Despite all of the challenges, including the recent detection of type 2 wild polioviruses in Nigeria for the first time in two years, eradication of polio altogether is still the goal. One part of that is phasing out bOPV in a few years. A key question for the polio endgame is “How long do we keep vaccinating with IPV after there are no more cases?” CDC is heavily involved in finding the answer to that question, including efforts to develop a super-domesticated oral polio vaccine that’s far less likely to cause VDPV. Think of it as super fire suppressant to permanently douse polio without the risk of causing polio itself.

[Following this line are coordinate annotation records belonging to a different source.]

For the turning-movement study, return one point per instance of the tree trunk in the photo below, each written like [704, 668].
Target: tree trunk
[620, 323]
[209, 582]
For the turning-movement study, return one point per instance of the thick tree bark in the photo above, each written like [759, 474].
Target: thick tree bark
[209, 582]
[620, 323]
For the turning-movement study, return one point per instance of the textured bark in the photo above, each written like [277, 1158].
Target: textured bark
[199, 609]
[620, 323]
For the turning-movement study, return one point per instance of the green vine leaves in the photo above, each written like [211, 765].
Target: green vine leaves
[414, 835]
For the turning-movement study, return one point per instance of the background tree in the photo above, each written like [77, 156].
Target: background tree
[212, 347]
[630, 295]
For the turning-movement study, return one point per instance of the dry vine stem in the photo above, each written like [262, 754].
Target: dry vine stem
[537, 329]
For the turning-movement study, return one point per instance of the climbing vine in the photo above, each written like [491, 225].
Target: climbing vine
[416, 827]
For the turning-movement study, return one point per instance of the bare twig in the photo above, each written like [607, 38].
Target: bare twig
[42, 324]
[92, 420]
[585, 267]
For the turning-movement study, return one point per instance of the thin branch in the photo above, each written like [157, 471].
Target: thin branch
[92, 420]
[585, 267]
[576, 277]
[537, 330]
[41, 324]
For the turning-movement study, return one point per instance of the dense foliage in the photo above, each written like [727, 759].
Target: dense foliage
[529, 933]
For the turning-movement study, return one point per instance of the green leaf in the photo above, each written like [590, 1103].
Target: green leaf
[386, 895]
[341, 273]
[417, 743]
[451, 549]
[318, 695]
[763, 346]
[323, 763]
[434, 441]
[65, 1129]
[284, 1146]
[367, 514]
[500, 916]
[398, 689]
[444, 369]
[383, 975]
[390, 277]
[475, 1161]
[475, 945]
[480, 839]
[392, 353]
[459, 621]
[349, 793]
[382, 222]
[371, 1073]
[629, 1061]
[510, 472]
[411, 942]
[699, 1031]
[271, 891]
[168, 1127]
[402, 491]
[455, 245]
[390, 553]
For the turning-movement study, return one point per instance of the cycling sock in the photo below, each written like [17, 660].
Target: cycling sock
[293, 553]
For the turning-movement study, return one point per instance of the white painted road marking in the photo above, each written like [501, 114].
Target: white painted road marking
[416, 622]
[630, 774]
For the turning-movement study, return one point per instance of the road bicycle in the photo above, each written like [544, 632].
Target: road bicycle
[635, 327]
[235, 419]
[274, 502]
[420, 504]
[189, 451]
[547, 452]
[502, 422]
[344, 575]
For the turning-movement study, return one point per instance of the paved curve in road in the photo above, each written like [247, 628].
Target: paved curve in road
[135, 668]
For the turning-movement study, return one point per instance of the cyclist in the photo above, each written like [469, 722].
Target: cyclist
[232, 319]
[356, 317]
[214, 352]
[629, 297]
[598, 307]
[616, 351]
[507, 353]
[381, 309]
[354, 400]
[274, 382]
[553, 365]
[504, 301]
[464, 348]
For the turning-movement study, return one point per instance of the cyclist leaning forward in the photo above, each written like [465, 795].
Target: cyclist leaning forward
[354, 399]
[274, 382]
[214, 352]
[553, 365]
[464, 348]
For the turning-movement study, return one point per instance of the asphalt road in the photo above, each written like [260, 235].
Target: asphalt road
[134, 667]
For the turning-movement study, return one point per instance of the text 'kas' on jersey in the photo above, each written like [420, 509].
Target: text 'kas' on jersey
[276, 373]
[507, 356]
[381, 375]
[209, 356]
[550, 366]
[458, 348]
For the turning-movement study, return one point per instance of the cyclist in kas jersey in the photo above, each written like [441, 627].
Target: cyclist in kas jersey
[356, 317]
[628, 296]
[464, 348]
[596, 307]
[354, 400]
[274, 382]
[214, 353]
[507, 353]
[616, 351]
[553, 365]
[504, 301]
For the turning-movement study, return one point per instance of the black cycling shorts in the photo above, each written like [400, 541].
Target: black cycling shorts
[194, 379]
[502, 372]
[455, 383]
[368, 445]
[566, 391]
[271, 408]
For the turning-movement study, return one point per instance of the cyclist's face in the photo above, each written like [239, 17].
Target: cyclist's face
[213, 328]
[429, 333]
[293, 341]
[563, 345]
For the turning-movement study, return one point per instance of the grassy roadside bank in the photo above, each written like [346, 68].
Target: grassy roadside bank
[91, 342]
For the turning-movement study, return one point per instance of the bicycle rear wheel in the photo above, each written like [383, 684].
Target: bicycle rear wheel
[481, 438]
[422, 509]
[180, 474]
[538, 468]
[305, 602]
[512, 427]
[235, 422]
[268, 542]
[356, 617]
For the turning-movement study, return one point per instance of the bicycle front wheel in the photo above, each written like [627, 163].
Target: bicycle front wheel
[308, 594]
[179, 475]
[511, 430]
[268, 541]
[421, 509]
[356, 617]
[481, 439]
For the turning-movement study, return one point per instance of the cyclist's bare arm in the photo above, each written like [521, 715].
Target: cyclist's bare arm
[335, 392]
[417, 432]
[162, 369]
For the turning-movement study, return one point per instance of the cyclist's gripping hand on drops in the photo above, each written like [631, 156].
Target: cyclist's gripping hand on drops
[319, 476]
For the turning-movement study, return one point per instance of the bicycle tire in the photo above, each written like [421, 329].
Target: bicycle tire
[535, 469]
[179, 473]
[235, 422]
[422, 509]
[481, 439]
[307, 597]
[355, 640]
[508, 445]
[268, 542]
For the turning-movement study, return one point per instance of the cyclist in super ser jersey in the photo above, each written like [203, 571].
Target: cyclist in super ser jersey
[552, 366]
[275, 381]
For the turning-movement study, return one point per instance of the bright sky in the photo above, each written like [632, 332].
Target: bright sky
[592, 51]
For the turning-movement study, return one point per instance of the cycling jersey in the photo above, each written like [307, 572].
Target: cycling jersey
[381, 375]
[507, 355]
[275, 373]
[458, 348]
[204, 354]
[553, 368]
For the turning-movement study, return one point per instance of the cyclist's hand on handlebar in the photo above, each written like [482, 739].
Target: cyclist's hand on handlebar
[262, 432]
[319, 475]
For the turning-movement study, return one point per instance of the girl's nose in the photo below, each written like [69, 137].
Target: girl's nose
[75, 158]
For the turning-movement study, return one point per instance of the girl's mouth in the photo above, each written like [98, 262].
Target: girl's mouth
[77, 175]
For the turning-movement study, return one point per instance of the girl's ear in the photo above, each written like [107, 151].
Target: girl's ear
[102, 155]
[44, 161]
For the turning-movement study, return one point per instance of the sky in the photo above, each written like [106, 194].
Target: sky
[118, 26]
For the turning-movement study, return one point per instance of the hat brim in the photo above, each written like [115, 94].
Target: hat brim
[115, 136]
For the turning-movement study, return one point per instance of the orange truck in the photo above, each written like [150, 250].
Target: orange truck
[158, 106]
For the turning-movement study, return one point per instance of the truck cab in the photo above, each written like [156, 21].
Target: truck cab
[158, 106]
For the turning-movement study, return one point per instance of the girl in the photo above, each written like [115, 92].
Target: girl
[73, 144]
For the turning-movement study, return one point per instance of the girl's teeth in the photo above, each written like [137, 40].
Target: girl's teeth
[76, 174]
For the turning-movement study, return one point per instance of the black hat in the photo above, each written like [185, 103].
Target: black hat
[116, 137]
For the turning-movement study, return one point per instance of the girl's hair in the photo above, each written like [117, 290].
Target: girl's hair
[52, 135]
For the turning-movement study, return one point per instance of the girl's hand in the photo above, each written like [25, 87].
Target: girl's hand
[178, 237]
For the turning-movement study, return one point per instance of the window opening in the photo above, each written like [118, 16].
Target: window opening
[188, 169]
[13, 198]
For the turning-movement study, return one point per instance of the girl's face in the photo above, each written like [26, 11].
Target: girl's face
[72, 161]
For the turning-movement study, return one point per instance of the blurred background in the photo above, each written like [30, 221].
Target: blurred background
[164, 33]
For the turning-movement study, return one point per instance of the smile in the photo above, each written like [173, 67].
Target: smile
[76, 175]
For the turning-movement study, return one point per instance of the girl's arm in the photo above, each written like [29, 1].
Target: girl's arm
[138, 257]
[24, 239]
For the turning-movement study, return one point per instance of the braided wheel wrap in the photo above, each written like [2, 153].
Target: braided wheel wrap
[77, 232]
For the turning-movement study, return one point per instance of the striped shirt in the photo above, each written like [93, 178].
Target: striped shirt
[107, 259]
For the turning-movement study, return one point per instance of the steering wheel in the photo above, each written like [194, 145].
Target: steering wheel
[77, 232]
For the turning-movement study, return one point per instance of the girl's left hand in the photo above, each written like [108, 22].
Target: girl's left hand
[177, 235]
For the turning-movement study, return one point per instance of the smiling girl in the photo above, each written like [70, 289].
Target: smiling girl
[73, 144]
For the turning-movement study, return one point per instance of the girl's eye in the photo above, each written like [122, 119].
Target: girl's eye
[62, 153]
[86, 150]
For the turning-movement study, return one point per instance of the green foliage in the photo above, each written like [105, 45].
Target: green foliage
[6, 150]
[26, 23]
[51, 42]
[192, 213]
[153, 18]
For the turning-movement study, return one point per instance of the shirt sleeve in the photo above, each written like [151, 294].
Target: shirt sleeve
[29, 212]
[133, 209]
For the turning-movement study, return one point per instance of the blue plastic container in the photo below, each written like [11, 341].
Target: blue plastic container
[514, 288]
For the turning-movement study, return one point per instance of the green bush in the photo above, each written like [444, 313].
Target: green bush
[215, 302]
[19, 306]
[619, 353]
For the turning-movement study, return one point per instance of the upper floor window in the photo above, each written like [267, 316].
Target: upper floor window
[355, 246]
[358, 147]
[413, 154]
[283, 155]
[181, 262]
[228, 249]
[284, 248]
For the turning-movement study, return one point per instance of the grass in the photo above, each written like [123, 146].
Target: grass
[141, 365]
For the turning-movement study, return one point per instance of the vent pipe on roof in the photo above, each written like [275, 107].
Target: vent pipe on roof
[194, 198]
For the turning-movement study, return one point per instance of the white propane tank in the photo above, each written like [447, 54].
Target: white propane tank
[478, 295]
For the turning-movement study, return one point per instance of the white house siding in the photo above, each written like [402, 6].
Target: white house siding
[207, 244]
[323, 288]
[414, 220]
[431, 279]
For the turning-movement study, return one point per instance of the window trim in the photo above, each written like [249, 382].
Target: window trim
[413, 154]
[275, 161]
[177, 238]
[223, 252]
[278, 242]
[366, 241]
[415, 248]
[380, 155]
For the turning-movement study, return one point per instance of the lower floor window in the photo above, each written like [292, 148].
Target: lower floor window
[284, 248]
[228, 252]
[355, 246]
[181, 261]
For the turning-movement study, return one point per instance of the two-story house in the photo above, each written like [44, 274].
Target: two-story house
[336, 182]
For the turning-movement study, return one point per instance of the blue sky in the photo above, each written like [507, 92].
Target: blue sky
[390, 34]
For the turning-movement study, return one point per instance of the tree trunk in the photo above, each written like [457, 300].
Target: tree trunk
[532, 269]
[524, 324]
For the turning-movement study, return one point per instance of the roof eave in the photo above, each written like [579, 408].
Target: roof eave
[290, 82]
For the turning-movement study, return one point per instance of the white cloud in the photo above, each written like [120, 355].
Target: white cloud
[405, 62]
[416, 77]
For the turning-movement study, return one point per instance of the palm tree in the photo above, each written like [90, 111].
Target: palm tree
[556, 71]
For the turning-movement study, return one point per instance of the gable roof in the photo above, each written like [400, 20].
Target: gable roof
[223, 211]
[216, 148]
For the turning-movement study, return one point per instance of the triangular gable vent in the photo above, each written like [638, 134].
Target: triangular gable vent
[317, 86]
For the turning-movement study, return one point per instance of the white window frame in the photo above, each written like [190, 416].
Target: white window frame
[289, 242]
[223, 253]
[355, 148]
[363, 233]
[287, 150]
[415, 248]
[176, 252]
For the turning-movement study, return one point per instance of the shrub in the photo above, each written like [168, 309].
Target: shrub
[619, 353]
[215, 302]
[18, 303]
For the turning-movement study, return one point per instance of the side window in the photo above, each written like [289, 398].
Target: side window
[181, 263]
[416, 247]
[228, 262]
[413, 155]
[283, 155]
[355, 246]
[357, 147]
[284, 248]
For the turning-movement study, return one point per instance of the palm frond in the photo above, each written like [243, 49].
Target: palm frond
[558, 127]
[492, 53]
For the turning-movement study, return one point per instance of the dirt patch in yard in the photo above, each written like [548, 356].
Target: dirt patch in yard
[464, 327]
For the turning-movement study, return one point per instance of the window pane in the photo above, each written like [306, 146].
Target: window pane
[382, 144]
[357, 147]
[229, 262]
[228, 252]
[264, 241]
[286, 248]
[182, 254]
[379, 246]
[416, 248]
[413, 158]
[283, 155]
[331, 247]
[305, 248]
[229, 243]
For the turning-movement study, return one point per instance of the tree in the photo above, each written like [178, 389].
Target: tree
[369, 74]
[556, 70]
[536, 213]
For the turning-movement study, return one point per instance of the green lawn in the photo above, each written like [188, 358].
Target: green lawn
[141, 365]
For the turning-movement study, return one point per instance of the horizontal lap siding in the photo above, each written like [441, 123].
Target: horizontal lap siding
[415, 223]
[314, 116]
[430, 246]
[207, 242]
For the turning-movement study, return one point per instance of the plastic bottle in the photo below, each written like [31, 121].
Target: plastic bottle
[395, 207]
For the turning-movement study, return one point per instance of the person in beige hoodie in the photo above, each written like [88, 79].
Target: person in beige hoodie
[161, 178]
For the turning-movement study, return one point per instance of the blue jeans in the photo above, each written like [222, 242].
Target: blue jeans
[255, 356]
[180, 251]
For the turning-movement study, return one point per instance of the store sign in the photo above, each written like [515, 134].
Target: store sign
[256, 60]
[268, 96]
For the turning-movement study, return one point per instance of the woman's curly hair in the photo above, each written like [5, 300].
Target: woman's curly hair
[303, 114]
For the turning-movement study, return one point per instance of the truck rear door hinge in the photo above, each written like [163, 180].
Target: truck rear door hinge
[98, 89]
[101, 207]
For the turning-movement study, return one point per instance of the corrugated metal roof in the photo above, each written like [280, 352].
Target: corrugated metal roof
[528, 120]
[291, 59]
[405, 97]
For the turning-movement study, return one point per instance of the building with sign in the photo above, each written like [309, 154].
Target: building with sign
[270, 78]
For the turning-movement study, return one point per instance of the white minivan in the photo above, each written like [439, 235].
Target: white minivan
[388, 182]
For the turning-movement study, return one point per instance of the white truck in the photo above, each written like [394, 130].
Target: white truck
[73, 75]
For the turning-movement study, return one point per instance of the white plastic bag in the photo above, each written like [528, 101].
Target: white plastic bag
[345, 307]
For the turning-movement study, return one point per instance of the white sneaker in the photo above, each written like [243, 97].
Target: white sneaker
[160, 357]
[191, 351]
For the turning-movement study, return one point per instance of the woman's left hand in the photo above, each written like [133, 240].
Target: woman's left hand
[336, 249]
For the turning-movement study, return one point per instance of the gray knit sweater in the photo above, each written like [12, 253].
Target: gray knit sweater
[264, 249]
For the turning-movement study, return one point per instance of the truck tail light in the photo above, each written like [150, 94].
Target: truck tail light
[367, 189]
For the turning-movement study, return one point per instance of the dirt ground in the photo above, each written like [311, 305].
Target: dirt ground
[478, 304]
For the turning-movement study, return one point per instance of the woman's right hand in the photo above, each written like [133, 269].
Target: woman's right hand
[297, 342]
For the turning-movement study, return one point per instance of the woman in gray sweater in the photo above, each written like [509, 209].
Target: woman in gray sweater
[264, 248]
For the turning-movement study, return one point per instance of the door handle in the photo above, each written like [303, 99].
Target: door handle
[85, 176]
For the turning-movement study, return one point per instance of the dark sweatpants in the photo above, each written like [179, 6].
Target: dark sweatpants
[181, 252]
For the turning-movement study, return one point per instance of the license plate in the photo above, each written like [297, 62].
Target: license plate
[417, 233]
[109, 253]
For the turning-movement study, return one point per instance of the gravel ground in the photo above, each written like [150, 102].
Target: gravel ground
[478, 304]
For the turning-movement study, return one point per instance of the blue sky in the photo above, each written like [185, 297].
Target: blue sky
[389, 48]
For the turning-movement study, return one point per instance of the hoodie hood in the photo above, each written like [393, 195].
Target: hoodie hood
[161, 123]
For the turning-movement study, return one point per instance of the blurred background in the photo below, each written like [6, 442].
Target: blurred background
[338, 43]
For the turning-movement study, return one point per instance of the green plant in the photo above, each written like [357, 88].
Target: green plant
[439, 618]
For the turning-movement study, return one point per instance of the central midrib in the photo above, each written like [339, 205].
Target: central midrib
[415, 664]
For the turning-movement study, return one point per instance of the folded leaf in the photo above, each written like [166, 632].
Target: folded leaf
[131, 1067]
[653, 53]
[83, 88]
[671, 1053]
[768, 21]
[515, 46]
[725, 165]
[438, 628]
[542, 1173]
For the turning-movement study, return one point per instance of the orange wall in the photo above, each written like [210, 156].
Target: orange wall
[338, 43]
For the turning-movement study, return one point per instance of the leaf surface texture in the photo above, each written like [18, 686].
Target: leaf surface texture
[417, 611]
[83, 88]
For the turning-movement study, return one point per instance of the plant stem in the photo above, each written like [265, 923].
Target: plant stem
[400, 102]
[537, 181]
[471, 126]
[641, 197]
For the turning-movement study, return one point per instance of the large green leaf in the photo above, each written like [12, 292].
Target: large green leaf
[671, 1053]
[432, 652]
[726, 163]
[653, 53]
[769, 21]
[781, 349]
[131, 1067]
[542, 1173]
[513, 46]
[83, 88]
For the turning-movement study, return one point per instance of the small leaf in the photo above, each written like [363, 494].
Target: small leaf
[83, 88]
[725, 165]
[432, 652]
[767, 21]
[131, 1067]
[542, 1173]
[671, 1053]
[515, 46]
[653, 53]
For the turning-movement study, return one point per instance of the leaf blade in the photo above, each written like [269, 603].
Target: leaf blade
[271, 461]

CGH Director Rebecca Martin, PhD, long involved in polio eradication, spoke of the personal investment of prevention: “When you know you’ve made a difference for a child, a family, a community, a country, the momentum builds to make sure everyone is vaccinated against polio.” Dr. Martin also noted that the decades of work on eradicating polio have established global working relationships, clinics, labs, and data collection that are in place for the next disease outbreak. This infrastructure has already proven useful for efforts to combat other infectious diseases. For example, the polio infrastructure in Nigeria played a key role in stopping the spread of Ebola viral disease there in 2014.
That the goal of eradicating polio can be reached in our lifetime is an unbelievably bright moment for all of those who gave money or time to make the development and use of polio vaccines possible, stood in lines to get sugar cubes with the vaccine in them, watched schoolmates stricken with polio deal with its lifelong effects, and/or watched it devastate entire generations of children worldwide. For the legions of scientists at CDC and at public health agencies around the world, achieving this will rank as one of the greatest achievements in global public health.